Bonding vs. Load Sharing / BODi at one or both ends
Posted by Nathan Meyer, Last modified by Danny Staub on 15 November 2017 03:01 PM

What is the difference between bonding and load sharing?  

Do I need a BODi at only one end or at both ends?

1) When you have a BODi at only one end of a connection, you can do load sharing over multiple GSM connections. Let me explain this in more detail. For example, consider having two GSM connections, which in fact, could be different carriers. You start a video session and it will be transported over the first GSM connection for the entire session, until it is finished. If you start a second video session while the first continues, it will go to the second GSM connection for transport. Therefore the load is shared over the two GSM links, but each session is one, and only one, GSM link.

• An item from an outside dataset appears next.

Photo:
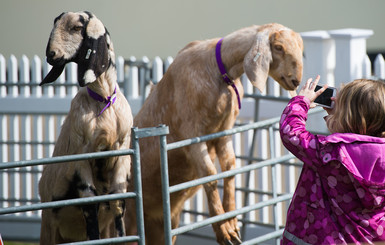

2) On the other hand, Bonding requires a BODi at each end. (In fact, true bonding of multiple streams needs to have some type of device at each end, such as in MLPPP.) In the bonding scenario with a single video session, the packets (or frames) are distributed in round-robin fashion to the multiple bonded GSM links. In other words for an example with three GSM links, packet #1 goes to GSM link #1, packet #2 goes to GSM link #2, packet #3 goes to GSM link #3, and then it repeats by sending packet #4 to GSM link #1, etc.
In this scenario, the single video session would use all the GSM links (that make up one bonded point-to-point connection) to carry the video traffic.